My uncle’s living room was furnished with antiques that he had collected over the years so I sat down gingerly on a couch that looked to be the sturdiest of the lot.

“Have you had lunch?” he asked.

“Audrey fed me.”

“Well. How is Audrey?”

“All right.”

“I was about to have a martini, but since you’ve eaten perhaps you’d like something else.”

“A beer would be fine.”

My uncle nodded, went through the dining room into the kitchen, and came back with a tray that bore a tall Pilsener glass, a bottle of imported Beck’s beer, another glass, and a small silver shaker that I presumed contained his martini. He put the tray down, poured my beer, gave the shaker a couple of swirls, filled his glass, and carefully sipped his drink.

The final part of his ritual was a solemn, judicious nod and after he was through with that I said, “What do you care what happened to Arch Mix?”

“I like your moustache. Is it new?”

“It’s two years old.”

“It makes you look faintly like Fredric March. A young Fredric March, of course.”

“Come on, Slick.”

He reached inside his blue blazer, brought out a silver cigarette case, politely offered me one, which I refused, took one for himself, lit it, and then smiled and said, “Audrey told you of my interest, of course.”

“That’s right.”

“Well, you might say I have a professional interest in what happened to Arch Mix.”

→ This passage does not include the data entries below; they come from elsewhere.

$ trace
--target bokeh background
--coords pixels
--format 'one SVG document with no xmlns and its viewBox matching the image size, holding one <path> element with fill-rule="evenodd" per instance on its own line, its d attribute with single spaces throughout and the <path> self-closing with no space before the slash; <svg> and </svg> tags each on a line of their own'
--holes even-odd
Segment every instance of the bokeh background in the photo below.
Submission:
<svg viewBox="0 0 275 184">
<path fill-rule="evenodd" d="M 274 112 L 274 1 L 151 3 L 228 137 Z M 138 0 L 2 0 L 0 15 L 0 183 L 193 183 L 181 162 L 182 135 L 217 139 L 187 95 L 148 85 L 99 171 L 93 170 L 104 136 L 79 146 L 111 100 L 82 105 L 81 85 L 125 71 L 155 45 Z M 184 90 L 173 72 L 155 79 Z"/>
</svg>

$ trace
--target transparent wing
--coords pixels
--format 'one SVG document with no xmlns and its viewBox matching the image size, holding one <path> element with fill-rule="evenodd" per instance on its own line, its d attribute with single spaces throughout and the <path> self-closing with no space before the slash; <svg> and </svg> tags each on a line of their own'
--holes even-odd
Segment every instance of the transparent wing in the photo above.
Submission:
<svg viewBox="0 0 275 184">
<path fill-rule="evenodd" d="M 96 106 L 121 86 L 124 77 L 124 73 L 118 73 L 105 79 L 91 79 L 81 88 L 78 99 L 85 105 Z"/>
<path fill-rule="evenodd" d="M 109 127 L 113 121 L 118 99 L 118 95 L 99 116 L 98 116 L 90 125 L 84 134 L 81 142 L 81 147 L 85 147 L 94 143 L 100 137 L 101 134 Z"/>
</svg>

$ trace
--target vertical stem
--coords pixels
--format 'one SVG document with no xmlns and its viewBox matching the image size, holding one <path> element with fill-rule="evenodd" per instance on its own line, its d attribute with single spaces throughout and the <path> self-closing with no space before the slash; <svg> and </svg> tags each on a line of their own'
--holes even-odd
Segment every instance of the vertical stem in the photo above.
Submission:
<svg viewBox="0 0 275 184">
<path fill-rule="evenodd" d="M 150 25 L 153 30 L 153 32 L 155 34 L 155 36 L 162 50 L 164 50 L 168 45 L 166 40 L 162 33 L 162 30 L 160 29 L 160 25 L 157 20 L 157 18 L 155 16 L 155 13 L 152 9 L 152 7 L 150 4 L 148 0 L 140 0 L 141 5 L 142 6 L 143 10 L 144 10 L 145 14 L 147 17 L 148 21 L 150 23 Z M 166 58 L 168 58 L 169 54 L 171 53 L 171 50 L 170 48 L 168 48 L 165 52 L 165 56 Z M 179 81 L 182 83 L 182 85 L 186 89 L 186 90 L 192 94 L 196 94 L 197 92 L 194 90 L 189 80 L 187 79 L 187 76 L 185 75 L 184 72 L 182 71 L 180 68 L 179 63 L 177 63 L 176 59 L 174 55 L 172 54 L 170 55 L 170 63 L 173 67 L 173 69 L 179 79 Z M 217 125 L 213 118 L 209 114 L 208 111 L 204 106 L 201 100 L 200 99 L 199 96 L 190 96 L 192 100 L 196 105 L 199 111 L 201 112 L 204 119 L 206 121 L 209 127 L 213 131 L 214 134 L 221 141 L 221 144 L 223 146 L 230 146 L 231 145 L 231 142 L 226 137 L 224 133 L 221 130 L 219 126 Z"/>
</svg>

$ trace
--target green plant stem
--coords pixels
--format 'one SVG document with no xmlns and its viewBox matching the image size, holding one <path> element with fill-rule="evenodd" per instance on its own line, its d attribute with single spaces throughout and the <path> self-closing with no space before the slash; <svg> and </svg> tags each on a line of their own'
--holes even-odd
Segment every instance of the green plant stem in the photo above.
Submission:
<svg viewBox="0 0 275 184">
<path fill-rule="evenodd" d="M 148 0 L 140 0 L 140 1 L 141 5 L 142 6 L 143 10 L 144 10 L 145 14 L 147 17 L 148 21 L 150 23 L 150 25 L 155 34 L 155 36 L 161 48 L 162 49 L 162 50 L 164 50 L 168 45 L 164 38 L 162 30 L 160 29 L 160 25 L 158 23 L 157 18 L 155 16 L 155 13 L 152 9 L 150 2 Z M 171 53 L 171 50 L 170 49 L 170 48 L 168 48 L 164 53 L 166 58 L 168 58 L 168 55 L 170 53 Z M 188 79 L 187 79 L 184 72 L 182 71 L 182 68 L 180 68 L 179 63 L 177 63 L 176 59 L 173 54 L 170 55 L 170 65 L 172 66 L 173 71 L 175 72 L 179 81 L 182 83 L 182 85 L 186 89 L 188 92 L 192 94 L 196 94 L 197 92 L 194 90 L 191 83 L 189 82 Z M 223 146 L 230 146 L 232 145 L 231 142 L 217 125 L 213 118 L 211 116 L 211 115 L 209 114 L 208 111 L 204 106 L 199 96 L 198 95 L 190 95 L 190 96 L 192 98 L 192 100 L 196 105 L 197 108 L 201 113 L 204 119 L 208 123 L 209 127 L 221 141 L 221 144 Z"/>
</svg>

“I thought you’d retired.”

“From the agency, dear boy, but not from life. I started up my own little consultancy about a year ago. Yes, I suppose you wouldn’t know about that because we haven’t seen each other in almost two years, isn’t it?”

“About that.”

“I got your Christmas card. Did you get mine? Yours was really quite clever.”

“Ruth did it.”

“How is that charming woman?”

“Fine.”

“Remarkable woman.”

“Yes.”

“However does she stand the isolation?”

“She has me.”

“Yes, she does have you, doesn’t she, and the goats, too, of course.” He made it sound as if the goats were her salvation.

“Let’s get back to Mix,” I said.

“Well, dear boy, I suppose I really should ask why you would even care that I’m interested in what happened to Mr. Mix.”

“Roger Vullo is going to pay me a lot of money to tell him what I think happened.”

“Just for your thoughts on the matter?” He had picked up immediately on the think I had used, which was another good reason to call him Slick.

“Just for my thoughts,” I said.

“Little Roger,” Slick said in a musing, almost dreamy tone. “I knew his daddy quite well, you know.”

“I didn’t.”

“Yes, we served in the OSS together. Little Roger wasn’t born then, of course.”

“No.”

“I understand he has set up a foundation of sorts to look into all kinds of interesting things.”

“Conspiracy,” I said. “He sees it everywhere.”

“Well, they do seem to be burgeoning everywhere.”

“Conspiracies?”

“No, dear boy, organizations or foundations or committees or what have you that have been set up to poke about in them. Most of the time they seem to be dead set on casting my former masters as the villain in each piece.”